Byref property and byref indexer
It's unclear what the spec says here, because the spec text does not deal with property/indexer access without a setter. (See "12.23.2 Simple assignment", where if the left-hand side is a property/indexer access, it requires a setter.)
This should be specified. The current behavior is as follows:
- Evaluate the receiver.
- Evaluate all the indices (possible 0) from left to right.
- Invoke the byref getter method, which checks for
nullreceiver and surfaces all the side effects of the getter. (We have now obtained the location.) - Evaluate the right-hand side. (We have not obtained the value.)
- Store the value into the location.
What now?
I would advocate rewording of spec to reflect the behavior on .NET 8.0. Moreover, it's based on a very simple principle:
For all constructs prior to C# 7.0,
E.M = FandE[I1, ..., In] = Fshould have the same effect as if it's someE.setter(I1, ..., In, F), regardless of the nature ofMor the indexer. In other words, things that visually appear similar should have the same order of side effects.Since C# 7.0, byref property/indexer assignments translate to
E.getter(I1, ..., In) = F.
From this we deduce
// E.Field = F; // field
[ref] var e = E;
[ref] var f = F; // [ref] in case it's ref reassign into ref field in byref value type
e.Field = [ref] f; // null check for `e` here
// == current impl
// != current spec
// E.SP = F; // property setter
E.set_SP(F); // = current impl = current spec
// E[I1, ..., In] = F; // index setter
E.set_Items(I1, ..., In, F); // = current impl = current spec
// E[I] = F; // SZArray
var e = E;
var i = I;
var f = F;
e[i] = f; // null check, range check, variance check
// == current impl
// != current spec
// E[I1, ..., In] = F; // MDArray
var e = E;
var i1 = I1;
// ...
var in = In;
var f = F;
e[i1, ..., in] = f; // null check, range check, variance check
// == IL emitted by current MS C# compiler
// == JIT'd code in .NET Core 8.0 (JIT is correct)
// != JIT'd code in .NET Framework 2.0-4.5 (JIT "misoptimizes")
// != current spec
// E.BRP = F; // byref property
[ref] var e = E;
ref var target = ref e.get_BRP();
// ^^^ null check, getter side effects
var f = F;
target = f;
// == current impl
// no current spec
// E[I1, ..., In] = F; // byref indexer
[ref] var e = E;
var i1 = I1;
// ...
var in = In;
ref var target = ref e.get_Items(i1, ..., in);
// ^^^ null check, getter side effects
var f = F;
target = f; // null check, getter effects
// == current impl
// no current specSome Considerations. An argument against my proposal is that array element access are closer to byref indexers, because it's possible to say ref E[I1, ..., In] for array type E of rank n. However, that is not true and that is an unfortunate evil due to the worst copycat feature from Java --- array variance (second next paragraph).

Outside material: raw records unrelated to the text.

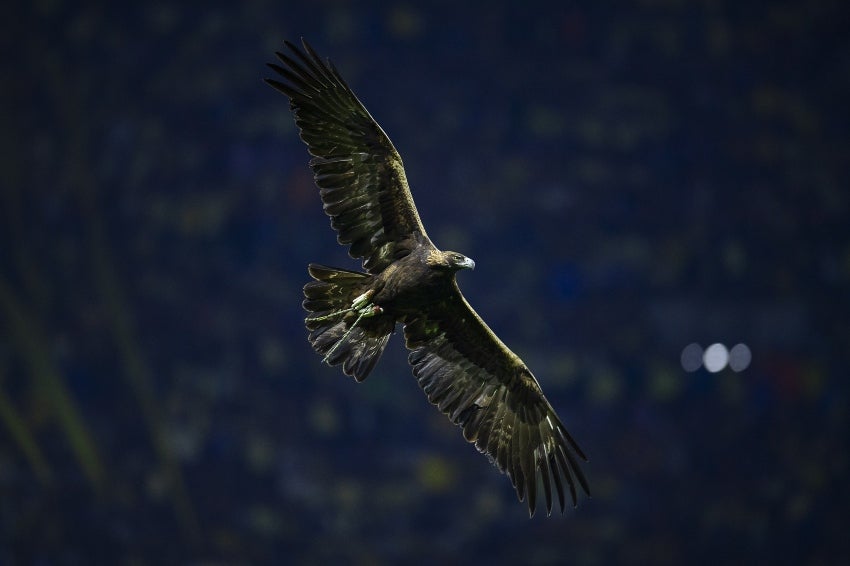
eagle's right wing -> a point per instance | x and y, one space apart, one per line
359 173
482 386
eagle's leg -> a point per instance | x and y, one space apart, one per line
365 311
356 305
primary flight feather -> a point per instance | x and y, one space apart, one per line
461 365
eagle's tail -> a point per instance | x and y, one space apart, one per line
345 327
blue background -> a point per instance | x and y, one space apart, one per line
629 177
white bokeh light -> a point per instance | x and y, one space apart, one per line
740 357
715 357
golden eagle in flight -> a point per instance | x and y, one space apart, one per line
463 367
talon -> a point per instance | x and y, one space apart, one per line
361 300
370 310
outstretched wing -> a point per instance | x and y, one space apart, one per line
359 173
472 377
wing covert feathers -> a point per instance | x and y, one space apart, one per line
483 387
359 173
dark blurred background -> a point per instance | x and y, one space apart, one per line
631 178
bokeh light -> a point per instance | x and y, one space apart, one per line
715 357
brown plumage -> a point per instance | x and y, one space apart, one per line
463 367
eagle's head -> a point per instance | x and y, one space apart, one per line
449 261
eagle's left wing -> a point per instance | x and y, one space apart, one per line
482 386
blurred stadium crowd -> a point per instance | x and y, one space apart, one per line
630 179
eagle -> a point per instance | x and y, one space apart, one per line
461 365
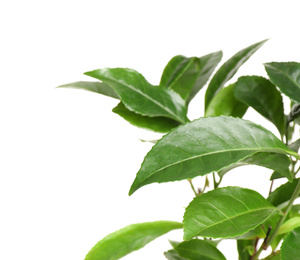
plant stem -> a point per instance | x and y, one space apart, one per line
193 188
281 220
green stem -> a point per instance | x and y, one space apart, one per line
280 222
193 188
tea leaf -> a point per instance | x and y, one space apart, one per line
262 95
203 146
187 76
140 96
228 69
290 248
226 212
285 75
156 124
128 239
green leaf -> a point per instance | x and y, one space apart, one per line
140 96
128 239
225 103
262 95
97 87
187 76
295 146
173 255
274 256
289 225
225 212
245 247
199 249
228 69
285 75
156 124
290 249
278 162
282 193
294 115
203 146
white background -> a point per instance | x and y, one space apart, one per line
67 161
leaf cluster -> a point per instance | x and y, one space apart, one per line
212 145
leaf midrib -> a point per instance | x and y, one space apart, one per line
236 216
215 152
145 95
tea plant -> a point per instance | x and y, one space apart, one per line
213 144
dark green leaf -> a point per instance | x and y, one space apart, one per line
228 69
282 193
203 146
295 146
156 124
225 212
173 255
98 87
262 95
129 239
290 249
285 75
289 225
140 96
197 249
274 161
187 76
245 247
274 256
294 114
225 103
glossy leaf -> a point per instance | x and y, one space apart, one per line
187 76
278 162
129 239
282 193
228 70
290 249
225 103
203 146
199 249
245 249
263 96
140 96
285 75
156 124
289 225
295 146
97 87
173 255
225 212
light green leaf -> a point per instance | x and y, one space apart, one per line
187 76
140 96
97 87
199 249
173 255
282 193
226 212
262 95
203 146
156 124
275 161
225 103
128 239
295 146
289 225
245 249
285 75
228 69
290 248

For the upsides, my proposal keeps the existing behavior in .NET 8.0 (I suspect it's the behavior in all .NET Core and .NET 5.0+), and the discrepancy between SZ and MD arrays in .NET Framework is not something one would want.
Arrays are really special constructs.
object[] array;
int index;
object item;
array[index] = item;
// not the same as
ref object target = ref array[index];
target = item;
because taking the address (ldelema) requires the static type of array to be exact (no variance allowed since once the ref is obtained, there's no way to control how it's used).
Why the spec should be changed. Due to byref properties and indexers, the meaning of assignment anyway has to be updated to take care of them. This is a good chance to clean up some historical issues.
If the working group is unwilling to change the spec... At least, truly document the implementation deviations. Actually, do also document the behavior of .NET Framework for multi-dimensional arrays (it's very, very surprising to me).